Thursday, February 17

Green bean and pea salad with feta...


After the pastry fest that was my sausage rolls, I thought some lighter fare was in order. A salad chock full of lovely crisp beans, peas, sweet tomato, zippy mustard and a final flourish of feta and bacon? Don't say I don't look after you......

This started life as a recipe form Ottolenghi's Plenty, but to be honest I have never actually eaten his version. My sister Lizzie made a variation of it for a BBQ dinner last week, and I liked it so much I wanted to recreate it at home, as a main meal salad rather than a side dish. I realised I was missing a few ingredients , and adding a whole lot more, so it is more a homage to the original. Anyway it is delish.

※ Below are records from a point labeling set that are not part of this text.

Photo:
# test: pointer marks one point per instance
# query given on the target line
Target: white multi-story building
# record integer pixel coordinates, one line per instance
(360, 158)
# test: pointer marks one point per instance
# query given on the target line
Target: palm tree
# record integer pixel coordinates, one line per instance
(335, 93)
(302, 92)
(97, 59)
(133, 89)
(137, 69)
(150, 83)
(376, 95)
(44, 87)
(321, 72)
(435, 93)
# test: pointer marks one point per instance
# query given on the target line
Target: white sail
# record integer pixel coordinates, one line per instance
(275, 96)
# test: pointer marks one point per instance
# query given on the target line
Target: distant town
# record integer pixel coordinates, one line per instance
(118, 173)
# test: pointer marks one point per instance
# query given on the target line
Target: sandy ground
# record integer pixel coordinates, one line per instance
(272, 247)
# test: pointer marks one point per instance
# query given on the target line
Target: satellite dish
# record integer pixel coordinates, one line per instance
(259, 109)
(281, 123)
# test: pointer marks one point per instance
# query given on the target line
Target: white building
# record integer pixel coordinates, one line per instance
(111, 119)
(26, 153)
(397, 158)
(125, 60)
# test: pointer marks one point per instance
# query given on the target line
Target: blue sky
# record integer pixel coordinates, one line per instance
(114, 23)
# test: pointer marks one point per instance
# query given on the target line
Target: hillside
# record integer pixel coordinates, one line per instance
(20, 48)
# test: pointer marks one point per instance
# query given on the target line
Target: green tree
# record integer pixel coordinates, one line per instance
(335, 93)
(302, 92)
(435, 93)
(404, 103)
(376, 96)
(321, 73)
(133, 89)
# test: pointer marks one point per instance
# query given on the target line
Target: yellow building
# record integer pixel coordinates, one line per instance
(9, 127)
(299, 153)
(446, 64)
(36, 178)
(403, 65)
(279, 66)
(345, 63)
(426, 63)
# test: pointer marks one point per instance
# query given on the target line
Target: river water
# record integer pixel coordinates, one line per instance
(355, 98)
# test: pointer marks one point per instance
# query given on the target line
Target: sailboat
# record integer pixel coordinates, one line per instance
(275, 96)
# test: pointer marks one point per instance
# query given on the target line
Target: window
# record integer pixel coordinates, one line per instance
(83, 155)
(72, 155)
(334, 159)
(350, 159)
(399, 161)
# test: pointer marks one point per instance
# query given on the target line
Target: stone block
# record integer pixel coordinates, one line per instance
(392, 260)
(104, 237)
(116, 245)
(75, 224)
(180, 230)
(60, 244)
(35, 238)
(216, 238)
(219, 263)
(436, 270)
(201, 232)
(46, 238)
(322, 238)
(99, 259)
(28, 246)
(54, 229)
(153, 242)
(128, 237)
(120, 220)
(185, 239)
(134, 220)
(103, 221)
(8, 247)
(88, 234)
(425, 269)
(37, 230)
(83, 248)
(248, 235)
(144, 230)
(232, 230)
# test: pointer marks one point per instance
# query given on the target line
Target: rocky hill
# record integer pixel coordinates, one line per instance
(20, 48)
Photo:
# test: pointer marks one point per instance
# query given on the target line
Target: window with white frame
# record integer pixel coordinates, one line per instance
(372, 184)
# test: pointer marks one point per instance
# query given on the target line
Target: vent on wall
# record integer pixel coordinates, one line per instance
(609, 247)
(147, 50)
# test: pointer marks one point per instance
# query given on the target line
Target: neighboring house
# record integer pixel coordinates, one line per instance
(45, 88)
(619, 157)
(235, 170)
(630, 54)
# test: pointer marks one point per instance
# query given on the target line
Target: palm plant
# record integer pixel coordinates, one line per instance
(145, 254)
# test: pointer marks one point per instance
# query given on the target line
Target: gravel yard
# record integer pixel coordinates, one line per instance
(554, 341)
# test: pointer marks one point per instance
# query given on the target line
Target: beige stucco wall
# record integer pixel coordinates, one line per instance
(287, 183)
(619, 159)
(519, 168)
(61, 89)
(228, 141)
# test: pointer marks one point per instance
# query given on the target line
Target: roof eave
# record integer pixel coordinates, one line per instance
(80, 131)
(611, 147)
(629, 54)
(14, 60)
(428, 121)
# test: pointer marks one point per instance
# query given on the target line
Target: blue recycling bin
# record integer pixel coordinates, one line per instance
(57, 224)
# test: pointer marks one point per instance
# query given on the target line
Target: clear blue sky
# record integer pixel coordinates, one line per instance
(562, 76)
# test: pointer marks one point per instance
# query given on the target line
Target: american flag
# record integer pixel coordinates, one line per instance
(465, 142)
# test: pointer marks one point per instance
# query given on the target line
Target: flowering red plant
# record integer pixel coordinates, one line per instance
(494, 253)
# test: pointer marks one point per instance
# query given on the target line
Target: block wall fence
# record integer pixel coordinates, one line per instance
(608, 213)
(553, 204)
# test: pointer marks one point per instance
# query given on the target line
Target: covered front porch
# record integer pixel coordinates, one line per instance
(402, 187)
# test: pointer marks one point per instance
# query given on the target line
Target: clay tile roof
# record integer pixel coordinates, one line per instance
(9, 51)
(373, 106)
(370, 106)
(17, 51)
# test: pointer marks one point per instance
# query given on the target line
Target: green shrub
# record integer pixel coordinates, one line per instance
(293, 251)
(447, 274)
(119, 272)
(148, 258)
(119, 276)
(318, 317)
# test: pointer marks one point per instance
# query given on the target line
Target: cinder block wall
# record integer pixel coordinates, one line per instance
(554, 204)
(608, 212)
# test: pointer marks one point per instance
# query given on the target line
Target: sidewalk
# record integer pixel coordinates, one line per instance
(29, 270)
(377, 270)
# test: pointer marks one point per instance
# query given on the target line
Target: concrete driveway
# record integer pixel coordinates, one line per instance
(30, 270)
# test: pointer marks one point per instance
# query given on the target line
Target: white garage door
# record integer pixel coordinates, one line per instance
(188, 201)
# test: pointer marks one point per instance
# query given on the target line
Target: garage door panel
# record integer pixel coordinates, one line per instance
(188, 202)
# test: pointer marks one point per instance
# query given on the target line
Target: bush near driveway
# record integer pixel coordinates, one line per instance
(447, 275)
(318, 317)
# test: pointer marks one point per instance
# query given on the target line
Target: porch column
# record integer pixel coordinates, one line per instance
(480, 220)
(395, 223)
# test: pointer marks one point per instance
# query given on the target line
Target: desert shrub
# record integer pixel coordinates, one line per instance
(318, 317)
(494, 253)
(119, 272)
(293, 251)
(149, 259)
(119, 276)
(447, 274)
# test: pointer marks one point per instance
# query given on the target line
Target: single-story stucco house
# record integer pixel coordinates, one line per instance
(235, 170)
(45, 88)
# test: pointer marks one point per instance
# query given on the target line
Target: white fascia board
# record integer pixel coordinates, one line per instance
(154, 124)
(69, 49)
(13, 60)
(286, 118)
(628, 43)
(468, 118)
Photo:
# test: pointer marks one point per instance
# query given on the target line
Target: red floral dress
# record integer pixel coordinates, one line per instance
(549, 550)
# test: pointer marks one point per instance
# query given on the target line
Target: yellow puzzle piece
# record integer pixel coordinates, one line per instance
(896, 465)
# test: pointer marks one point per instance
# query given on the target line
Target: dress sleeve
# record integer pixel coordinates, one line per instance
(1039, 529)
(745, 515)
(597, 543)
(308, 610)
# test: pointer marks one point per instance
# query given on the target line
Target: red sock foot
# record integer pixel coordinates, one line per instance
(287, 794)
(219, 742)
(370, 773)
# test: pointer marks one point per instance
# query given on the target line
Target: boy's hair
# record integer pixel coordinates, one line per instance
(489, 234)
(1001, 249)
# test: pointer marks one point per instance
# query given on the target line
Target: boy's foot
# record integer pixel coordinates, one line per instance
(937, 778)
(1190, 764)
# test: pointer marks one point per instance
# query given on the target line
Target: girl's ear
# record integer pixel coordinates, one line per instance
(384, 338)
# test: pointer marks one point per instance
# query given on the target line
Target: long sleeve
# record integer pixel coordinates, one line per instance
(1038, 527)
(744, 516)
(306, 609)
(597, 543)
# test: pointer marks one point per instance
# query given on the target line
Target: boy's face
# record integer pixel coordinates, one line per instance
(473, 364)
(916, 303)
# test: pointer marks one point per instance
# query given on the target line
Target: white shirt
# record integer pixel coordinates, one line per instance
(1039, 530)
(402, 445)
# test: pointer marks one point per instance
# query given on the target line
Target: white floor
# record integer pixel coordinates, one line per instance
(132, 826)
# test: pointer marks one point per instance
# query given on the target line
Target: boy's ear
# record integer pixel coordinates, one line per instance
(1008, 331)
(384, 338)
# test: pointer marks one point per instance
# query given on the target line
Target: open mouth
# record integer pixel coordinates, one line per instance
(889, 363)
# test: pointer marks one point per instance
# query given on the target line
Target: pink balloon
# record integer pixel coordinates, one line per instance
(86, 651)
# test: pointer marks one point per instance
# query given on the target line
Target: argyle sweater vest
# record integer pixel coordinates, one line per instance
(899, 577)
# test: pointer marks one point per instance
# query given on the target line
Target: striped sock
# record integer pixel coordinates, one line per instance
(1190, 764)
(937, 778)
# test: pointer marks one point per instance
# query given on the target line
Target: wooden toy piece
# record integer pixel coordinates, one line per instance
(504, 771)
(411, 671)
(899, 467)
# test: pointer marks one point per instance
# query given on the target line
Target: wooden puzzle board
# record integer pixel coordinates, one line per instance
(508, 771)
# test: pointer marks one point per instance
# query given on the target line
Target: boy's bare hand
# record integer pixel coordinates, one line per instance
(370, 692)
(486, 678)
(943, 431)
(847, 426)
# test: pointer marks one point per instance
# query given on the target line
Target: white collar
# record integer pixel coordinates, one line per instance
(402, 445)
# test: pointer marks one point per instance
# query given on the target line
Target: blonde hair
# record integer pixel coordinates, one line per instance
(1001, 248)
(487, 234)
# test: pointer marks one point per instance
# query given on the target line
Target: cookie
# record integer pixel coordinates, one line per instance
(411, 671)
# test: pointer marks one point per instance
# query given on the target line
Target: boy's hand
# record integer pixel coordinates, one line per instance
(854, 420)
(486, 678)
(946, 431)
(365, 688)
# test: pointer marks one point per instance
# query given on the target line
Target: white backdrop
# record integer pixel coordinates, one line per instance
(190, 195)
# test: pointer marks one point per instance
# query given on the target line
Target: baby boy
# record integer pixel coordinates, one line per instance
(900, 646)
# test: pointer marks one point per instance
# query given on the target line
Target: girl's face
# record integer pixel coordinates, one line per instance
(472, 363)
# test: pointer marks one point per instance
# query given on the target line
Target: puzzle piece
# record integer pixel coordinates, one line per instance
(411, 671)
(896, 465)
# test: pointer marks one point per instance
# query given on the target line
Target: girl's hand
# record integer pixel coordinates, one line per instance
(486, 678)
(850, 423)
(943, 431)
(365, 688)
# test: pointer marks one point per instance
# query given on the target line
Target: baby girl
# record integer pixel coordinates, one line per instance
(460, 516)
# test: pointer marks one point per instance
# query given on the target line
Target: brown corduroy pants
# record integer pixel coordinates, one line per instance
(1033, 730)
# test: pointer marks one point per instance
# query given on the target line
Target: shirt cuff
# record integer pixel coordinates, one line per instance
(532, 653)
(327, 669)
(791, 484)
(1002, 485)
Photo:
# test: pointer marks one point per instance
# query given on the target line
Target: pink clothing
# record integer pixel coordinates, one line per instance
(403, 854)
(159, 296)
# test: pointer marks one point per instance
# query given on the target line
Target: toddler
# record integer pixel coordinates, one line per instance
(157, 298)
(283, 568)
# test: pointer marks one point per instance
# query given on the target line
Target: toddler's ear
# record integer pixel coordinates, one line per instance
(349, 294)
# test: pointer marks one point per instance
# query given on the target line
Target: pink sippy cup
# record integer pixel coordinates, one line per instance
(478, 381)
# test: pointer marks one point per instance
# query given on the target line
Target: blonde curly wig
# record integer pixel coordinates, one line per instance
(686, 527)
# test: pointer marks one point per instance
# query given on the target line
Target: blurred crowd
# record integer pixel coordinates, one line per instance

Green Bean and Pea salad with Feta

( inspired by the Green bean salad with mustard seeds and tarragon from Plenty)

Serves 2 generously

125gr french beans, top and tailed (that's about a large handful)
1/2 cup peas- I used frozen, but fresh would be lovely
1 tsp coriander seeds, crushed or use ground coriander
1/2 tsp Dijon mustard
2 tbsp olive oil
1/2 small red onion, finely chopped (or use spring onion)
1/2 fresh red chilli, finely chopped
1/2 garlic clove, crushed
zest of a lemon
1 tbsp chopped fresh tarragon
Handful of lettuce, buttercrunch is nice here
salt and fresh ground black pepper
Feta cheese
4 rashers of streaky bacon, fried or grilled until crisp (optional)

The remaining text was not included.